Informacja prezydenta o podjętych i prowadzonych działaniach pomiędzy sesjami rady miejskiej Wałbrzycha zwykle trwa kilkadziesiąt minut i najczęściej wzbudza umiarkowane zainteresowanie radnych. Wczorajsza informacja, a właściwie jej fragment dotyczący mieszkań socjalnych sprawiła, że radni podjęli na ten temat kilkudziesięciominutową dyskusję.
Roman Szełemej rozpoczął wątek mieszkaniowy od przypomnienia sukcesów w realizacji programów oddłużeniowych, które Gmina wprowadziła kilka miesięcy temu. Mowa o programie „Odpracuj swój dług”, abolicji zadłużeń czynszowych czy uwolnieniu trzech tysięcy mieszkań z tzw. stałego zasobu Gminy. Te działania są w trakcie realizacji, program umarzania długów tylko do końca marca, pozostałe mają charakter długoterminowy.
Jednak pośród sukcesów musiały pojawić się problemy, które od lat narastają i jak na razie nie znalazły radykalnych rozwiązań. Jedna z takich spraw wynika z obowiązującego w Polsce prawa nakazującego Gminie zapewnienie mieszkań socjalnych osobom, które na mocy wyroku sądu zostały wyeksmitowane z zajmowanych lokali, ale z prawem do mieszkania socjalnego. Przepis dotyczy także sytuacji, w których lokator jest eksmitowany z mieszkania spółdzielczego. W 2010 roku Gmina podpisała porozumienie wałbrzyskimi spółdzielniami, na mocy którego zobowiązała się do przekazywania lokali dla eksmitowanych najemców lokali spółdzielczych.
- Niestety, z powodu braku mieszkań socjalnych Gmina się z tego porozumienia nie wywiązała i spółdzielnie obciążają Miasto kosztami bezumownego wykorzystywania mieszkań przez lokatorów mieszkań spółdzielczych, na których ciąży wyrok o eksmisji. Sytuacja jest poważna, bo w przypadku każdej ze spółdzielni kwota może sięgać kilkuset tysięcy złotych. Spotkałem się z prezesami spółdzielni i poprosiłem o zrozumienie naszej trudnej sytuacji finansowej, która nie może zapłacić takich odszkodowań. Zadeklarowałem, ze w tym roku oddamy do użytku 30 – 35 mieszkań socjalnych i będziemy starali się z tego porozumienia wywiązać. Zwracam uwagę, że ten problem narasta od lat. Mieszkań socjalnych remontujemy za mało a nie budujemy w ogóle. Nie da się już dłużej tej sprawy odsuwać, bo to jest już nie tylko problem niezadowolenia społecznego, ale rosnące koszty, które poniesie Gmina. Jest to duże zagrożenie dla budżetu, szczególnie w przypadku, gdy natrafia na kumulowanie się innych problemów finansowych gminy – ostrzegał Roman Szełemej.
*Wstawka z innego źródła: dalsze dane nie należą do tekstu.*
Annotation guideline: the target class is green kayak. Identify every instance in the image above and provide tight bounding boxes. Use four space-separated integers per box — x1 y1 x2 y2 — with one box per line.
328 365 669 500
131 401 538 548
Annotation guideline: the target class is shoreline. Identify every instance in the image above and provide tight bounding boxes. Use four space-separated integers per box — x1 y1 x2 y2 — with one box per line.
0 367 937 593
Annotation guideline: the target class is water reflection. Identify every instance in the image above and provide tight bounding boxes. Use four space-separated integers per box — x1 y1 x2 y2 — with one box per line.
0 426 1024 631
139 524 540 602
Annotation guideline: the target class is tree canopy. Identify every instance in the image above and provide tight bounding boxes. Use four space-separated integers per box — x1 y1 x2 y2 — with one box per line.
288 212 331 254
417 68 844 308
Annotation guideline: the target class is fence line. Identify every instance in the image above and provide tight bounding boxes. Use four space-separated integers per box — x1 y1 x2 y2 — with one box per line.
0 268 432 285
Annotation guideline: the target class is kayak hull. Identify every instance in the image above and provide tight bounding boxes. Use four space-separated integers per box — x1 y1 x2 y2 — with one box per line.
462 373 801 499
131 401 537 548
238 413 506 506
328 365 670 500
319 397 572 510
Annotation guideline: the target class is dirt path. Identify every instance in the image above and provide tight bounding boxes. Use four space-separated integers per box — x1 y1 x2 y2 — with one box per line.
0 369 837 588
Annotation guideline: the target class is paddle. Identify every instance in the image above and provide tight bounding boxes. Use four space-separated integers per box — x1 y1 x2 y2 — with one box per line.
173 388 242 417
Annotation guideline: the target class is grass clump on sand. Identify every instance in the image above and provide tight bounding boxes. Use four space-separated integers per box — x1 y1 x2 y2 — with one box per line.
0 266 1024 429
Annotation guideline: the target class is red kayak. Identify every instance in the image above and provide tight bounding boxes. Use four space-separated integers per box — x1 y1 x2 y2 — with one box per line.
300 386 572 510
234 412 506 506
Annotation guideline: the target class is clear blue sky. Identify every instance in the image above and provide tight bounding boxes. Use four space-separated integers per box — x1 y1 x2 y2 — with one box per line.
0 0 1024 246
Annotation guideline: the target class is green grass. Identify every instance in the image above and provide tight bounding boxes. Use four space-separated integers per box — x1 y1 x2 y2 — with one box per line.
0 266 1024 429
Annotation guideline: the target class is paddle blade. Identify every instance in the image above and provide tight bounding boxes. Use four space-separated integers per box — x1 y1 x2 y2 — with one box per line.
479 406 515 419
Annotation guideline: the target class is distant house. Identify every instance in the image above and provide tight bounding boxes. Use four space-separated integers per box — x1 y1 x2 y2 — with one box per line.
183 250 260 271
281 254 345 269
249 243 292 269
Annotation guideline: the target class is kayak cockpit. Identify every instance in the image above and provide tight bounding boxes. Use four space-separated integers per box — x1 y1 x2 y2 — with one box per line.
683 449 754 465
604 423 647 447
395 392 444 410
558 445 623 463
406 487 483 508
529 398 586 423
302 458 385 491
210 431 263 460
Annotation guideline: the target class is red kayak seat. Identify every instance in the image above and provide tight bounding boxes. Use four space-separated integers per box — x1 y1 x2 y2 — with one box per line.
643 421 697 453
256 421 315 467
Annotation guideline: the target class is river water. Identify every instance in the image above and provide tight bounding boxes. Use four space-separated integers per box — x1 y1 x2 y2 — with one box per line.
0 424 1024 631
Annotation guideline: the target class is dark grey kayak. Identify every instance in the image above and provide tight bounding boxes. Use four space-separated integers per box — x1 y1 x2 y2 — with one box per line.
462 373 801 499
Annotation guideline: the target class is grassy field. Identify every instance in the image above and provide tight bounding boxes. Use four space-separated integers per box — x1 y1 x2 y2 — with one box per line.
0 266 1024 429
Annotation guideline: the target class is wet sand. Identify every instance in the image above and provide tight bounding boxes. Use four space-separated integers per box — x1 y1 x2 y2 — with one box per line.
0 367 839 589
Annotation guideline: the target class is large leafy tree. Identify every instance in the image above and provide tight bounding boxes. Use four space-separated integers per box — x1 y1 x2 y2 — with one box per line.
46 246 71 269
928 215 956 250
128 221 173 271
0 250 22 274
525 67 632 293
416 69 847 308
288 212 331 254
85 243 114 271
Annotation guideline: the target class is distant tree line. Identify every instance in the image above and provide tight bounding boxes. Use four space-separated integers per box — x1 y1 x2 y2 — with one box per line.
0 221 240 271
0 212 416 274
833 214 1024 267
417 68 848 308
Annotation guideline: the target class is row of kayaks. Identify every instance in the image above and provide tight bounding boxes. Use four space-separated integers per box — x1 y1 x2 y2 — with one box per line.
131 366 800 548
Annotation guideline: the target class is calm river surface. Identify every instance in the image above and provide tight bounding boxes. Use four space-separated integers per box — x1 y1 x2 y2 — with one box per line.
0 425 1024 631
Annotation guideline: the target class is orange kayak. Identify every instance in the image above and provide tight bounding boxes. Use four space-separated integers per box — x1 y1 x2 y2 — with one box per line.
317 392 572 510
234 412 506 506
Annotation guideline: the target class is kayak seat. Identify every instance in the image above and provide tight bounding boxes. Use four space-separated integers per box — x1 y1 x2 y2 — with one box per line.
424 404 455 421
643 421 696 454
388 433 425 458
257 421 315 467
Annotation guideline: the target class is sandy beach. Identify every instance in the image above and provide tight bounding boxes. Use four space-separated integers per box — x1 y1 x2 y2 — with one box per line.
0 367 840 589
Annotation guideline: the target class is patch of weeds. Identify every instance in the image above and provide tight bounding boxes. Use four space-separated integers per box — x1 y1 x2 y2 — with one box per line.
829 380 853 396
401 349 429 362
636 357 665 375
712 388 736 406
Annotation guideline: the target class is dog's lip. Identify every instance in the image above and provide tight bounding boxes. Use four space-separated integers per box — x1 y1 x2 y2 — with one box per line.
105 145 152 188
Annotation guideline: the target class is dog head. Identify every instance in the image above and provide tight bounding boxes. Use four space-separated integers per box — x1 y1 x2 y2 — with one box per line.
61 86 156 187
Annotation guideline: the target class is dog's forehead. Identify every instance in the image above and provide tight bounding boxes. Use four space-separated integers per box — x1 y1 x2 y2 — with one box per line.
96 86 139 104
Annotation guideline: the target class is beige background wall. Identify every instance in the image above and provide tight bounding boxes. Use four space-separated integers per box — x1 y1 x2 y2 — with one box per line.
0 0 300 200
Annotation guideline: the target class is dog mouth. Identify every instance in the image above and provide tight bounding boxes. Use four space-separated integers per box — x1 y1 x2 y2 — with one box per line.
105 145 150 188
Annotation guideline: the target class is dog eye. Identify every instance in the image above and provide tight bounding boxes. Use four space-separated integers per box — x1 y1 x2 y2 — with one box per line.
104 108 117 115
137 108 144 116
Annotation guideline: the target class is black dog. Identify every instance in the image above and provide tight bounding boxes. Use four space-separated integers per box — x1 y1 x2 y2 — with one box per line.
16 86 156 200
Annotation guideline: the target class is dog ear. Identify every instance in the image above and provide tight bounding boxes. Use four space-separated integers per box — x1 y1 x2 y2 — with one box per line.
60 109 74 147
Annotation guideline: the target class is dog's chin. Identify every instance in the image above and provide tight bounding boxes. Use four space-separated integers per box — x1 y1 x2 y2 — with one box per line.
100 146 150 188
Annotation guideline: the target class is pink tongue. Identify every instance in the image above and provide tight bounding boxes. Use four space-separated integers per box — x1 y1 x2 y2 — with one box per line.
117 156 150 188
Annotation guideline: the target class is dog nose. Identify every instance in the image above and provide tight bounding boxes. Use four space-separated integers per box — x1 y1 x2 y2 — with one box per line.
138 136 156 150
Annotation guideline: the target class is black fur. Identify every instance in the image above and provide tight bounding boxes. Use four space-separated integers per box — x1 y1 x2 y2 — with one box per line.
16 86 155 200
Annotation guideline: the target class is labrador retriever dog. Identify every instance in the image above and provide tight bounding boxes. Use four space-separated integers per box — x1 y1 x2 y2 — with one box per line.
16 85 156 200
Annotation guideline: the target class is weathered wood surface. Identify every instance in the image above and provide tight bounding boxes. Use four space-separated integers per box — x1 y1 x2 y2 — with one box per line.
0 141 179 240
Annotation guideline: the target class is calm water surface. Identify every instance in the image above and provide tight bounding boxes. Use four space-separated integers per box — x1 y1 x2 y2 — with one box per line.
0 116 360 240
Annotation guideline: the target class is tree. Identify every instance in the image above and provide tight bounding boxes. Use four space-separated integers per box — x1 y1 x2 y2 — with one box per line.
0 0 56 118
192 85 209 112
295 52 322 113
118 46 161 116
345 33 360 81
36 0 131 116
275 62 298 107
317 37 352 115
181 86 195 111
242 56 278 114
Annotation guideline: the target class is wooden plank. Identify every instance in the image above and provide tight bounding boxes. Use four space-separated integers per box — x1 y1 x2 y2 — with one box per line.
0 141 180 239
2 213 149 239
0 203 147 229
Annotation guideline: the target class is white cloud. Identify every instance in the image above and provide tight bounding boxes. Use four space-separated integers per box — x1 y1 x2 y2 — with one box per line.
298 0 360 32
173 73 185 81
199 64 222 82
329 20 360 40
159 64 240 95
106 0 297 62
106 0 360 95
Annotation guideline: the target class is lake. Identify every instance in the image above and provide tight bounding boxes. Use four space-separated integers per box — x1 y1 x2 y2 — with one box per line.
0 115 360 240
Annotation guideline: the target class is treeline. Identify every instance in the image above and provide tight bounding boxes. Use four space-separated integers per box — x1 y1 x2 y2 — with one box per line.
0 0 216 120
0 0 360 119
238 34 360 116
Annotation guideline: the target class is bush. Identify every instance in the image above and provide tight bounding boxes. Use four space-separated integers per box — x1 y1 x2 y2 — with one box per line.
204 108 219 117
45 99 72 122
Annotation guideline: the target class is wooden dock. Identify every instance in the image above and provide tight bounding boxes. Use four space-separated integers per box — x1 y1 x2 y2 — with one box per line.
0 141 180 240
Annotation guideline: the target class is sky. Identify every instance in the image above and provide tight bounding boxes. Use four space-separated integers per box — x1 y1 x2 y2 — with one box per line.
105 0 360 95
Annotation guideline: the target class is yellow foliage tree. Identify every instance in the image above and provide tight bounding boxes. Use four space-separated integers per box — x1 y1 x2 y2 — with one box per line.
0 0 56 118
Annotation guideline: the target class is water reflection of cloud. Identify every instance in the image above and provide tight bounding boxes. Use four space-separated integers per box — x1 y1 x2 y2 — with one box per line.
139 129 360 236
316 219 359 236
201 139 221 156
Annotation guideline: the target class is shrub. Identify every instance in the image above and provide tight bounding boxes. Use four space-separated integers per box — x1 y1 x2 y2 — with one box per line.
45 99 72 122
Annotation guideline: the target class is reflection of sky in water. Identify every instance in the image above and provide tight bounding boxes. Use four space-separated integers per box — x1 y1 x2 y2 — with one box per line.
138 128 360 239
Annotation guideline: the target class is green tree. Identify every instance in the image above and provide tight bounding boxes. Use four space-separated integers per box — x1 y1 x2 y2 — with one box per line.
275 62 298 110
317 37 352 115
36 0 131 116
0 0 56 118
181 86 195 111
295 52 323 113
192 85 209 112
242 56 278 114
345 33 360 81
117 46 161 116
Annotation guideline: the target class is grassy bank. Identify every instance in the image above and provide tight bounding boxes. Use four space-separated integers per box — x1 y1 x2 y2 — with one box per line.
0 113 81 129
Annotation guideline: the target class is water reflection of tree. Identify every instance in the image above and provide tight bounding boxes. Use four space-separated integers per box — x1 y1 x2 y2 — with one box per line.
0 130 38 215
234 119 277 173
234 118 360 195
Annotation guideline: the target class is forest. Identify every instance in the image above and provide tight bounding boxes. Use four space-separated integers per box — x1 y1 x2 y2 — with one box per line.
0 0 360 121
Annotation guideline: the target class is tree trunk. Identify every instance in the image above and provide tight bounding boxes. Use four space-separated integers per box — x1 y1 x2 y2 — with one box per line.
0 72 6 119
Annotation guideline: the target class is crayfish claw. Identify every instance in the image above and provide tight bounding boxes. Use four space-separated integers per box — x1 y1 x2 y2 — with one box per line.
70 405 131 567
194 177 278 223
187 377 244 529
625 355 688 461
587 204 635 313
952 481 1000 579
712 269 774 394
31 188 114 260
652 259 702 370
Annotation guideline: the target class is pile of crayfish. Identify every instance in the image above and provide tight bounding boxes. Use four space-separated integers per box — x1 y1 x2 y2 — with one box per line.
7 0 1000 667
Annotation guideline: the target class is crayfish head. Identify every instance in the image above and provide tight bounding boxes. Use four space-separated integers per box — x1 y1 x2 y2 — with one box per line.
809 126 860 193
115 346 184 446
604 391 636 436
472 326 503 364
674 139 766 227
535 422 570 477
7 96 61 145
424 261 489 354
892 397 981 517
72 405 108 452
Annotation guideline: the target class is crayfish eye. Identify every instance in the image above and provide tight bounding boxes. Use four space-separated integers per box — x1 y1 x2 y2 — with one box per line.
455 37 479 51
W Wałbrzychu wyroki eksmisyjne ma ponad 1800 osób. Z tego połowa ma prawo do lokalu zastępczego.
W trakcie dyskusji radni dopytywali się o szczegóły programów oddłużeniowych, padło także pytanie, co z tymi, którzy nie mają prawa do lokali zastępczych, o ich los zaniepokoił się radny Ryszard Nowak, przypominając „strajk” mieszkańców Białego Kamienia, których próbowano wyeksmitować na bruk.
Z kolei radny Cezary Kuriata zauważył, że część lokali przeznaczonych do przekazania najemcom w zamian za remont jest w tak tragicznym stanie, że nie ma na nie chętnych.
- Taki zapuszczony lokal oddziałuje negatywnie na resztę budynku. To się rozplenia jak liszaj. Trzeba się zastanowić, jak spowodować, by ktokolwiek chciał brać takie mieszkania, może za pomocą jakichś szczególnych ulg, choćby za zwolnienie z czynszu nawet na kilka lat – proponował radny PiS.
Dyskusja oczywiście nie przyniosła „złotego środka”, ale pozostaje faktem, że problem mieszkaniowy Wałbrzycha wymaga natychmiastowych i radykalnych działań.